Citadel — Automated Abuse Detection for Email

Overview

Citadel is a Chrome extension for Gmail that detects abusive emails and helps users take action while preserving privacy. The design is grounded in prior literature and a mixed-methods study (interviews + survey) examining user preferences for moderation approaches and privacy concerns regarding human vs. automated systems.

Platform: Chrome extension for Gmail, permission-based install; no storage of personal emails on our servers.

Control: Threshold-per-sender, block lists, and “accurate / inaccurate” feedback loops.

Support: Notification window + “Contact Trusted People” for quick outreach after detection.

Key Findings from Prior & Recent Studies

Preferences for moderation approaches and privacy concerns informed Citadel’s design.

Interview Study Preferences

40% preferred automated moderation, 53% preferred a combined automated + human approach, and 7% preferred human-only moderation. A chi-square test indicated significant differences in privacy concern between human-only and automated conditions.

Survey Preferences

51% preferred combined moderation, 41% automated, and 8% human-only—mirroring interview trends with strong privacy concerns tied to human moderation.

Platform Usage

Gmail was the primary email platform for participants (≈93% in interviews; ≈89% in survey), motivating a Chrome extension delivery.

Feature Identification

Show in Notification Window

Abusive emails surface in an accessible notification pane with severity indicators, keeping the inbox uncluttered.

Contact Trusted People

One-click outreach to pre-selected contacts (friends/relatives) when support is needed after detection.

Threshold per Sender

Users tune tolerance levels per sender; feedback (“Accurate?” / “Inaccurate?”) adaptively adjusts thresholds over time.

Block Contact

Instantly block a sender; future emails are moved to trash and kept out of the inbox. Manage block lists in the settings view.

Design Iterations

Citadel went through two iterations. The first design validated demand for notifications and trusted contacts. The second introduced sender-specific thresholds and blocking, based on insights that some users tolerate language from friends but not strangers.

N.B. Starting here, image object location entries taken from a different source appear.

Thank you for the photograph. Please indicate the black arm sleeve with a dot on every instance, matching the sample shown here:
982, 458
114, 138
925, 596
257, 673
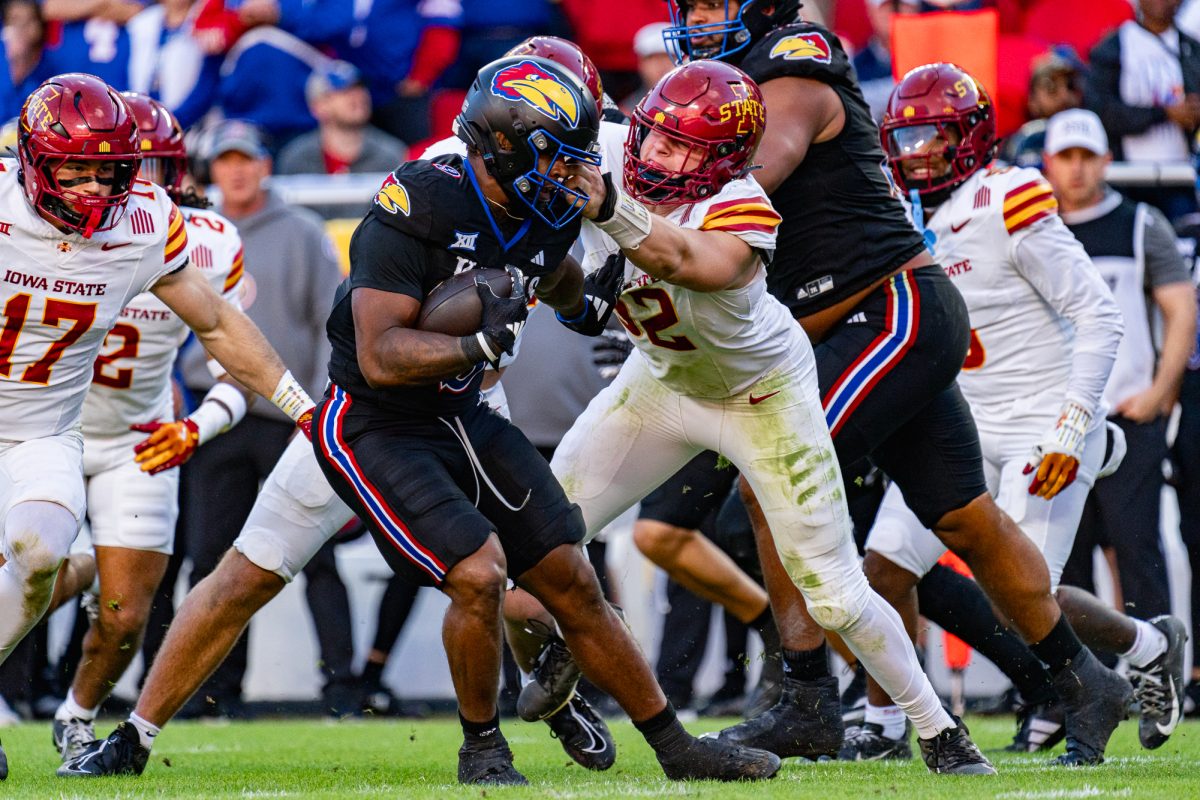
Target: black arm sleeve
1102, 94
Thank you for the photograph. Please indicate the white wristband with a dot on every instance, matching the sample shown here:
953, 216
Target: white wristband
291, 397
630, 222
222, 408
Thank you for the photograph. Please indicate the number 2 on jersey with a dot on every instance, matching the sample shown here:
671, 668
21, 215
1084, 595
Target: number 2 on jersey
82, 316
123, 377
655, 325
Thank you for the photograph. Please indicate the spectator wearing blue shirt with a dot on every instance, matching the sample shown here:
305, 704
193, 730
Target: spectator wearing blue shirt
93, 37
24, 55
401, 46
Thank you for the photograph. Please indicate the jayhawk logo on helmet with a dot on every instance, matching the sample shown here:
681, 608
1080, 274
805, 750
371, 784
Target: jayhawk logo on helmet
803, 46
393, 197
535, 86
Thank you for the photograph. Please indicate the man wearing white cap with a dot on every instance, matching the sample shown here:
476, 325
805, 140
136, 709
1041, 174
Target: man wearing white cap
1134, 248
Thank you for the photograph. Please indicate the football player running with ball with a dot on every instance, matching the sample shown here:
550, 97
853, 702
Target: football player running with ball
132, 481
891, 334
1044, 335
82, 239
720, 365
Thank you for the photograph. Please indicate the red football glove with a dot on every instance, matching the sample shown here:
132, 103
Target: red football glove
169, 444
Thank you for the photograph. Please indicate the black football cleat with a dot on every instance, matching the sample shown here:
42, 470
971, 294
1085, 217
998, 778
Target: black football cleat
952, 752
583, 734
1158, 686
555, 677
71, 735
489, 762
121, 753
805, 722
1097, 699
1038, 727
868, 744
713, 759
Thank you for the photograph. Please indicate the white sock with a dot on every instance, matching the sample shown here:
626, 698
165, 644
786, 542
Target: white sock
1149, 644
889, 717
147, 731
70, 709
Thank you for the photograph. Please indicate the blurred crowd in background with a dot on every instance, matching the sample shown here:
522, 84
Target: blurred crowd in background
333, 86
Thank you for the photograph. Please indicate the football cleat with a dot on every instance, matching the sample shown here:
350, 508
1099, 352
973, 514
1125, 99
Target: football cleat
805, 722
1038, 727
583, 734
1096, 699
1158, 686
555, 677
71, 735
489, 762
121, 753
868, 744
952, 752
715, 759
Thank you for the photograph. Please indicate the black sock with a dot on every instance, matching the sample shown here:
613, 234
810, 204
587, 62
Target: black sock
1059, 648
765, 624
957, 605
489, 729
372, 673
661, 729
807, 665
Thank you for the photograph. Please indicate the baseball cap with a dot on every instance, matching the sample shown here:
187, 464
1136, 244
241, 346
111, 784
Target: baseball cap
238, 136
331, 76
648, 40
1075, 127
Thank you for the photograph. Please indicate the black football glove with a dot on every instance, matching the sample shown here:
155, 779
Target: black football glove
600, 292
609, 352
502, 318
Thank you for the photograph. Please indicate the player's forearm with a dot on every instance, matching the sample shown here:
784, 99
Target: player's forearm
403, 356
238, 346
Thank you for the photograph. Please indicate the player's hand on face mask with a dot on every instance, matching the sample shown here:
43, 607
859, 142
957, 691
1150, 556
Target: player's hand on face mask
168, 445
1055, 459
600, 292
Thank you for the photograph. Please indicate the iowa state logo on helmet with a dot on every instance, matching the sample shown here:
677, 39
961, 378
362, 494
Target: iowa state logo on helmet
803, 46
535, 86
393, 197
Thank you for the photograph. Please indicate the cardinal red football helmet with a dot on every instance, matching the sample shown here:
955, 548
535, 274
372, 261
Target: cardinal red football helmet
77, 116
937, 110
570, 55
160, 137
714, 110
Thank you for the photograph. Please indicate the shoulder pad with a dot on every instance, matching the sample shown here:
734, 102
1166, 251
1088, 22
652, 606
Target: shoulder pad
417, 197
1027, 198
802, 49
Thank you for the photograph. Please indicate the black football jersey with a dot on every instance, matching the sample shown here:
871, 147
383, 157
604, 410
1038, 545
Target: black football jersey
844, 226
430, 221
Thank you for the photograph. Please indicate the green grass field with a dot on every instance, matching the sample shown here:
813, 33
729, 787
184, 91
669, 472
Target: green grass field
417, 759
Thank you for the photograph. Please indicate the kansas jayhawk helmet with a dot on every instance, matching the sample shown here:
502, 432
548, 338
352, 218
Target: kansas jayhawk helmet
570, 55
937, 110
711, 110
161, 138
77, 116
730, 37
522, 115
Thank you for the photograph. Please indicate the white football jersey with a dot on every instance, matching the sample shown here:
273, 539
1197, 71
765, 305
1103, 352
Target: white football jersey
131, 380
1027, 286
709, 344
61, 293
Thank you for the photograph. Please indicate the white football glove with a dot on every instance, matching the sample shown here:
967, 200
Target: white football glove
1055, 459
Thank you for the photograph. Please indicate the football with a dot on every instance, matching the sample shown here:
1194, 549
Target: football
453, 306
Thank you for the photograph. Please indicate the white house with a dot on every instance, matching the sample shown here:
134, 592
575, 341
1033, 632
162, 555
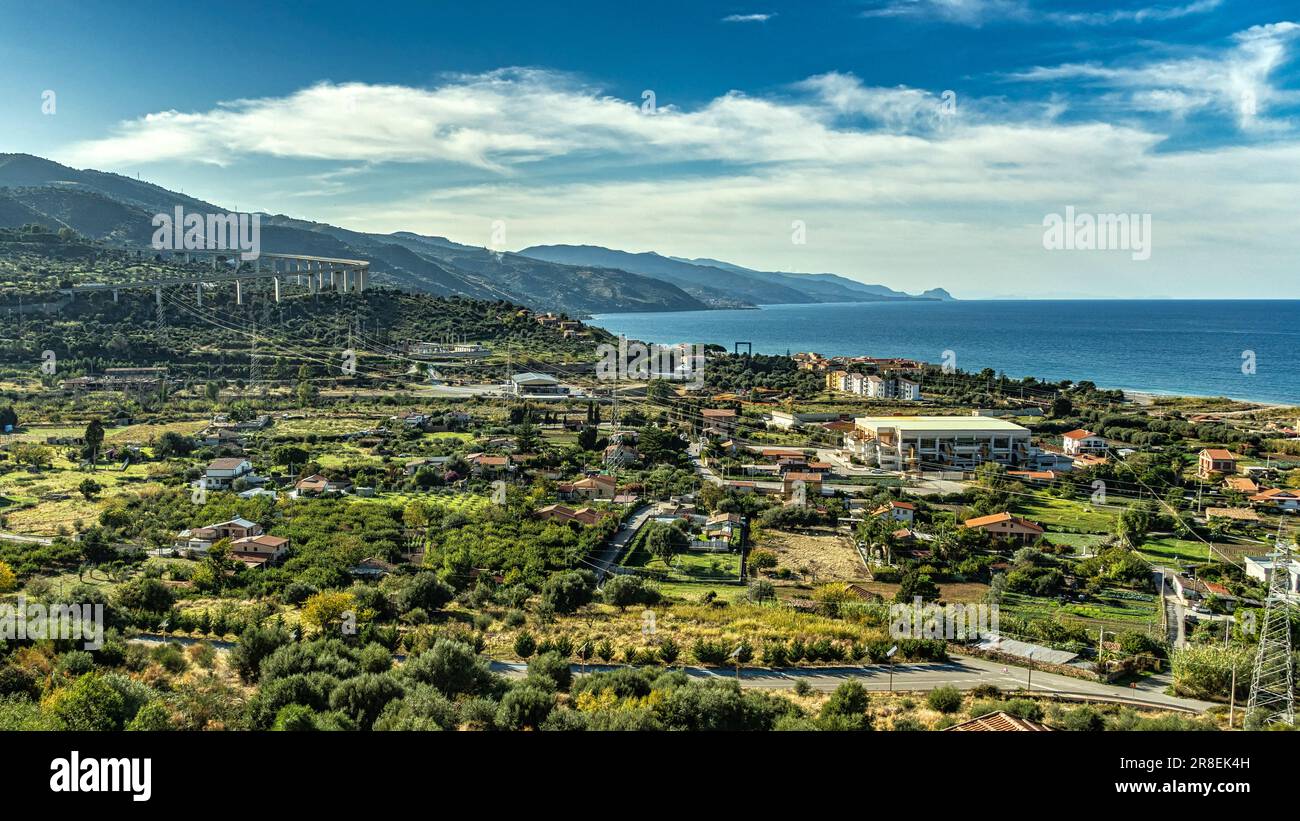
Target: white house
937, 442
1261, 568
897, 511
536, 386
221, 473
1078, 442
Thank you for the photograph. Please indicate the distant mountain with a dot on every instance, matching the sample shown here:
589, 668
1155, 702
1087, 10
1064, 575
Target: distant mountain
577, 279
120, 209
723, 283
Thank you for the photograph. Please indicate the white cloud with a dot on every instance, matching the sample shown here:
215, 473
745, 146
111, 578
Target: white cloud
1235, 82
888, 192
979, 12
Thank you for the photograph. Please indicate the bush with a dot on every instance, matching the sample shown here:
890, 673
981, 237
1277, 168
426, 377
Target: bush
944, 699
524, 644
551, 668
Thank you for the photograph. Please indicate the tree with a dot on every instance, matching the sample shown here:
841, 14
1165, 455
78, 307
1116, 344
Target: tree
89, 487
290, 455
31, 454
623, 591
913, 585
89, 704
453, 668
94, 437
364, 696
1134, 522
172, 444
568, 591
146, 594
425, 591
329, 608
254, 644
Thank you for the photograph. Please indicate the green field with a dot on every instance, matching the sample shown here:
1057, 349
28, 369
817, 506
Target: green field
1169, 548
1067, 513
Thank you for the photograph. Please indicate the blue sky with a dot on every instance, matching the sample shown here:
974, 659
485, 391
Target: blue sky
914, 143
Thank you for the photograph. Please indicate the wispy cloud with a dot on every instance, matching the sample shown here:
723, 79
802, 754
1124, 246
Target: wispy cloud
1236, 82
979, 12
892, 185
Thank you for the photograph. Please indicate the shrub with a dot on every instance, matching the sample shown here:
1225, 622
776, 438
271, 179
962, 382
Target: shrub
944, 699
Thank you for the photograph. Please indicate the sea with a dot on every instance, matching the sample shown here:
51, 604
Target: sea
1244, 350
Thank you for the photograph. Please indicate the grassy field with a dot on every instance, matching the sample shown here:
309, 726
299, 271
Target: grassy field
1067, 513
46, 502
1169, 548
1113, 607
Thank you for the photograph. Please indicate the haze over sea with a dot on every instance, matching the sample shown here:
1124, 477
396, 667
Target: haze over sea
1187, 347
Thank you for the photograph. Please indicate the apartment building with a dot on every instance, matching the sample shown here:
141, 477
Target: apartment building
936, 442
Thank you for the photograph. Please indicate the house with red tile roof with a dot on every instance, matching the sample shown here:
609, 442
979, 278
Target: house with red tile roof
1080, 441
1005, 526
1216, 461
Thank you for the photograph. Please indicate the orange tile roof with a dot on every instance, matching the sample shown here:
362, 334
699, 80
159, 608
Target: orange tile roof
1000, 722
980, 521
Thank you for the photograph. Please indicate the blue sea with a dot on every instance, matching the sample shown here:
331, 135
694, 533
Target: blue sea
1187, 347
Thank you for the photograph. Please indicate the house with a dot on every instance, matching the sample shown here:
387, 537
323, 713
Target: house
724, 528
566, 515
1216, 461
489, 465
536, 386
787, 420
222, 473
722, 418
200, 539
1278, 499
1079, 441
937, 442
221, 437
1005, 526
620, 454
372, 568
1034, 477
589, 487
999, 722
1242, 485
810, 482
317, 485
1261, 568
1242, 515
258, 551
1188, 590
433, 463
897, 511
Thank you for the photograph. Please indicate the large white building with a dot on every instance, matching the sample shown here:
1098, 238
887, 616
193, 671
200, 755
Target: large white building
937, 442
536, 386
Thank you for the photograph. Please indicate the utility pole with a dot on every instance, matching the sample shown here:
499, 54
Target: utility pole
1273, 680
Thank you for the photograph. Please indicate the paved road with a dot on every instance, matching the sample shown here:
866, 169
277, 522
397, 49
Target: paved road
18, 537
614, 548
963, 673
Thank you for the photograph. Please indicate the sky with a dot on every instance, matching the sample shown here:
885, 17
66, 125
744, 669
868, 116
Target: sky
911, 143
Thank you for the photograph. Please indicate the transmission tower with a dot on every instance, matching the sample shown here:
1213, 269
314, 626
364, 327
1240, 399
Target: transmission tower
1273, 682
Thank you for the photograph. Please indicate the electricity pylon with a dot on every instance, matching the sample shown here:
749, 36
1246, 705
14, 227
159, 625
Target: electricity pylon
1273, 682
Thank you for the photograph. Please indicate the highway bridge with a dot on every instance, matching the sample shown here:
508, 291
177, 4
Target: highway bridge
317, 273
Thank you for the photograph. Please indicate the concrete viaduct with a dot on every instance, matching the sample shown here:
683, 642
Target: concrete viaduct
317, 273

System flow and notification window, first design — First design: flow & UI.

System flow and notification window, second design — Second design: sender thresholds & UI.

Implementation

Backend

Engine

Deep neural network (CNN + LSTM + dense layers) detects abusive content. A secure database stores user profile & trusted contact metadata—never personal emails.

Data

Training

Due to privacy constraints around email storage, training used the Kaggle Jigsaw toxic comment dataset (159,571 items; labels: toxic, severe toxic, obscene, threat, insult, identity hate).

Model

Architecture

Inception-inspired convolutional branch + LSTM for long-range dependencies; character- and word-level inputs to handle context and misspellings. Test accuracy: ~98.4% on a 9,571-item split.

Frontend

Chrome Extension

Works within Gmail (with user permission). Shows notifications with severity, “Ask for help!”, “Block Contact”, and sender-threshold feedback controls.

Privacy & User Control

No email storage: Personal emails are not saved on our servers; models run on extracted text features only for classification.
Adaptive thresholds: “Accurate / Inaccurate” feedback tunes per-sender sensitivity without dropping below a safe-minimum.
Block management: Users can add/remove blocked contacts; messages from blocked senders are trashed automatically.
Trusted contacts: Quick “Ask for help!” outreach after detection.